[Embench] How to measure code size fairly

Ofer Shinaar Ofer.Shinaar at wdc.com
Wed Sep 11 11:44:39 CEST 2019


Change mail

From: Ofer Shinaar
Sent: Wednesday, September 11, 2019 09:13
To: Embench <embench-bounces at lists.librecores.org>
Cc: jeremy.bennett at embecosm.com; Jon Taylor <Jon.Taylor at arm.com>
Subject: RE: [Embench] How to measure code size fairly

Update list

From: Ofer Shinaar
Sent: Wednesday, September 11, 2019 09:01
To: Jon Taylor <Jon.Taylor at arm.com<mailto:Jon.Taylor at arm.com>>
Subject: Re: [Embench] How to measure code size fairly



Hi All...

Giving the initial proposal for “how to measure code size fairly” I wish to give more industrial/commercial approach.

First question is “why”, why to take this approach? The answer is that usually small footprint devices are very strict on memory (can be on the spectrum-range of bytes-kBytes),

commercial companies will like to see more real compare cases, on different targets with and without compiler tweaks.

I think this will emphasize the benefit of one target on another and therefor eventually contribute to Embench



Second question is, on which code we should base our compression? Can we take performance benchmarks for example?

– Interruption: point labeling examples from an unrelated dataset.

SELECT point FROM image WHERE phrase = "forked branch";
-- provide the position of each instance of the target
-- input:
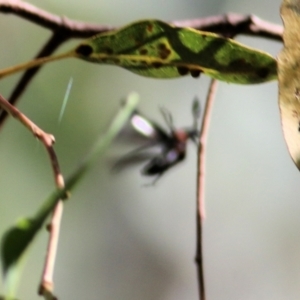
(64, 29)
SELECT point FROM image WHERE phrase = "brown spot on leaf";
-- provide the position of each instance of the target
(84, 50)
(163, 51)
(157, 65)
(108, 50)
(195, 73)
(150, 27)
(182, 71)
(143, 51)
(263, 72)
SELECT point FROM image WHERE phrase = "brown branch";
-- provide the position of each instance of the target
(64, 29)
(224, 24)
(46, 286)
(48, 140)
(200, 184)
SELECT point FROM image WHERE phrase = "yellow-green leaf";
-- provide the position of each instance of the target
(289, 78)
(156, 49)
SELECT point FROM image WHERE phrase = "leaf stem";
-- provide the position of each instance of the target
(201, 183)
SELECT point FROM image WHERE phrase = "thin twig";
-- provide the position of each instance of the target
(47, 283)
(64, 29)
(200, 183)
(48, 140)
(55, 40)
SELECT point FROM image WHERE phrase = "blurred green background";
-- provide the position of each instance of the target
(120, 239)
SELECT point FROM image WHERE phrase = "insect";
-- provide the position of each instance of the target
(171, 144)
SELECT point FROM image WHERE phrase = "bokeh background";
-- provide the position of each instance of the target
(120, 239)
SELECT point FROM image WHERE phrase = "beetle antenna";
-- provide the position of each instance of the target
(196, 111)
(168, 118)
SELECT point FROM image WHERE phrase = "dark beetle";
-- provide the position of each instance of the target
(172, 145)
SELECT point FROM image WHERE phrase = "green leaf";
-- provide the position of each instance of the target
(156, 49)
(289, 78)
(17, 239)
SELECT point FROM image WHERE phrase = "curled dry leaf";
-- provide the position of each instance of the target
(289, 78)
(153, 48)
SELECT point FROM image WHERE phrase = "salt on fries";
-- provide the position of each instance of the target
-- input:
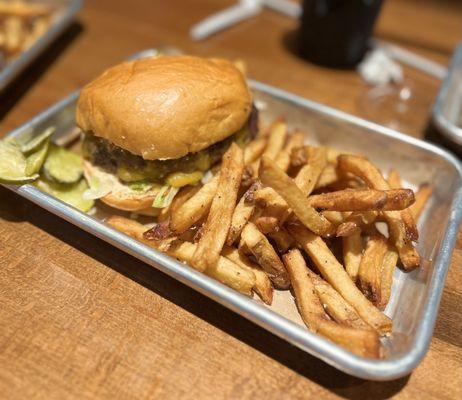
(273, 217)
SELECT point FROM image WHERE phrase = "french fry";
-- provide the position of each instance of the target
(355, 221)
(310, 173)
(242, 214)
(335, 217)
(267, 224)
(421, 198)
(335, 274)
(277, 179)
(182, 196)
(349, 200)
(283, 158)
(394, 179)
(352, 254)
(335, 305)
(332, 155)
(215, 229)
(265, 255)
(363, 200)
(370, 269)
(399, 199)
(282, 239)
(194, 208)
(308, 303)
(363, 342)
(388, 268)
(225, 271)
(263, 286)
(329, 176)
(136, 230)
(254, 150)
(399, 233)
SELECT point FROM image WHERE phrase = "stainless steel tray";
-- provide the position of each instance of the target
(416, 295)
(67, 12)
(447, 112)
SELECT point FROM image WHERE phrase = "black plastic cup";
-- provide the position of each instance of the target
(336, 33)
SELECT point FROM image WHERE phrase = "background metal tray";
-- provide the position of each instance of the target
(447, 112)
(415, 296)
(68, 10)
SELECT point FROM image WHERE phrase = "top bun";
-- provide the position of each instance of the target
(165, 107)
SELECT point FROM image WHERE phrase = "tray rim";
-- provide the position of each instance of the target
(381, 370)
(14, 68)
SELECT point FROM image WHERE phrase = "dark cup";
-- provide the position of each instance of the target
(336, 33)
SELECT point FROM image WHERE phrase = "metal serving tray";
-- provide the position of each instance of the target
(416, 295)
(447, 112)
(66, 13)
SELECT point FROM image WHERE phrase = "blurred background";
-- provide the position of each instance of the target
(107, 31)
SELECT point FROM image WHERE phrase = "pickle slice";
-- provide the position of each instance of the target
(36, 159)
(69, 193)
(62, 165)
(36, 142)
(12, 162)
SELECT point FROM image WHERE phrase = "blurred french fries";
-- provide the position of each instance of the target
(21, 25)
(274, 215)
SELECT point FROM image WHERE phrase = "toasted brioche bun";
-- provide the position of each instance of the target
(123, 197)
(166, 107)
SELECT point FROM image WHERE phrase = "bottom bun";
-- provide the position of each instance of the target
(122, 196)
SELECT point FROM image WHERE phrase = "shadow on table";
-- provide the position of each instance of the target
(15, 209)
(21, 84)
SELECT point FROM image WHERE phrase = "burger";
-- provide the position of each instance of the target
(154, 125)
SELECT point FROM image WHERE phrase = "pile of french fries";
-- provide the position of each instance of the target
(21, 24)
(281, 215)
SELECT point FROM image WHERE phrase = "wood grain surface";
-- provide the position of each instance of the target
(82, 320)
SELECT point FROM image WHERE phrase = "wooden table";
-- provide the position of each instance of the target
(79, 319)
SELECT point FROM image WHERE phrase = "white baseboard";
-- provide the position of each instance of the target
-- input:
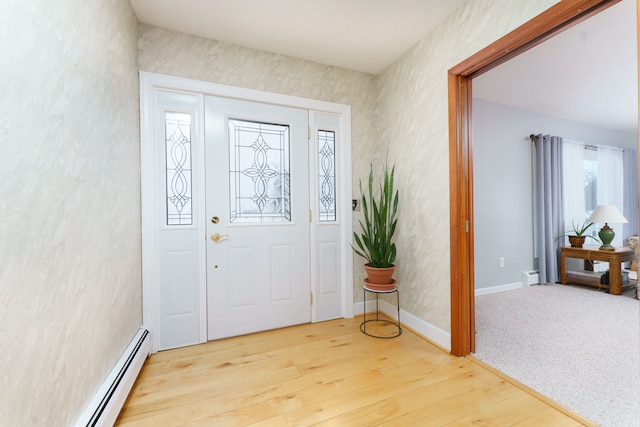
(499, 288)
(104, 408)
(420, 326)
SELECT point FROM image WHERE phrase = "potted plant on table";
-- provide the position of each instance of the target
(375, 241)
(577, 234)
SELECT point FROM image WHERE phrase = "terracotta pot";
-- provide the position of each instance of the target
(385, 287)
(577, 241)
(380, 276)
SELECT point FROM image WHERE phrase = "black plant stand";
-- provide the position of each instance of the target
(363, 325)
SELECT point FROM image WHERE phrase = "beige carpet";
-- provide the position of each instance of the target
(577, 345)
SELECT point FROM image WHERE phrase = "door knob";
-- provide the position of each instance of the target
(216, 236)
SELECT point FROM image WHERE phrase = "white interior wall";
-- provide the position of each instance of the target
(70, 232)
(413, 107)
(503, 184)
(70, 290)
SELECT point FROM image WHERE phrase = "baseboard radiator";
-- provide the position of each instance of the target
(108, 401)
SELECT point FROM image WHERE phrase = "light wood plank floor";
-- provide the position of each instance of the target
(328, 374)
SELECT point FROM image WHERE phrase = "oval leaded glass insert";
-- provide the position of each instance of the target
(178, 168)
(327, 175)
(259, 172)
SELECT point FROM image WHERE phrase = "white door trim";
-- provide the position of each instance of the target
(149, 84)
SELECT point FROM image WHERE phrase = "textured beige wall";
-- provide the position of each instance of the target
(70, 287)
(405, 110)
(413, 107)
(177, 54)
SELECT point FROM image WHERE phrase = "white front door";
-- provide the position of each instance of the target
(269, 175)
(258, 207)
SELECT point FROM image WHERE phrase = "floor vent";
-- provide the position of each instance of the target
(107, 403)
(530, 278)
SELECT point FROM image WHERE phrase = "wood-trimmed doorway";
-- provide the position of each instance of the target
(554, 20)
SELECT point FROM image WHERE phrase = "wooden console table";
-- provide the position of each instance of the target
(614, 258)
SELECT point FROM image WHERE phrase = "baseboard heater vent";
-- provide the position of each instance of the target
(108, 401)
(530, 278)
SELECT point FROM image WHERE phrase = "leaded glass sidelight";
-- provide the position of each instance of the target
(259, 172)
(178, 168)
(327, 175)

Answer:  yes we can take it, but it will not emphasis code size and real usage.



Code to use (benchmarks):

---------------------------

It is fairly to say that on the last decade (and more) MCUs main usage become controlling the SoC rather than running complex algorithms and complex applications.

If you need I2C controller, Jpeg encoder, encryption/decryption, etc, you put it on the SoC and dont give the protocol handling to the SW/FW.

This lead me to the following code benchmarks to use:

a.    Vendors will like to see I/F drivers benchmarks.

•    Popular drivers for IO: SPI, UART, USB, I2C, IR,  etc… (some can be written in bit-banging approach)

•    Popular drivers for RF devices: wifi, Bluetooth, Zigbee, etc…

•    Popular drivers for image and audio processing: JPEG, MPEG, Dolby, pcm, SRS…

•    Popular drivers for networking chips

•    We can bring more…

Note: that those I/F highlight ld/st usage since the code will use a lot of memory access (aka register space),

this will emphasis the differences between targets on compiler and ISA aspects.

b.    RTOS - Vendors sometimes use RTOS on small devices if that fit in the memory budget, which is why RTOS footprint is so important.

Therefor I think it will be wise to put small RTOSs as a benchmark.

The problem is that most of does small RTOSs are not free (like Micrium, ThreadX,…), but we can start from FreeRTOS.

I don’t think Zephier will fit here, although it is open source, since it based on VxWorks and it will not fit small devices. Having said that, it is still usefully as a benchmark.



How to test:

-------------------------

When testing size we actually testing the ISA and the compiler, I don’t think we need to separate them and we can open the door here for complex compatibility issues,

but we can follow some “rules” (Many comments in the initial proposal are good guidelines so I will leverage them):



•    LTO is pure toolchain side, we can run each benchmark with and without it. This will highlight apples-to-apples on each target

•    We need to pass link stage since RV heavily relay on relaxation

•    Do not use libraries – AT ALL. This can bring noise (as already mentioned on the initial proposal) which is not needed. Small device are not likely to use any libs.

•    Test code can be put in it is own section (text + data) and we will measure just those sections and not the entire .text



Summarizing:

---------------------

Although this approach will emphasize code size, for products with small memory budget, it will also highlight the differences between targets on the size aspect.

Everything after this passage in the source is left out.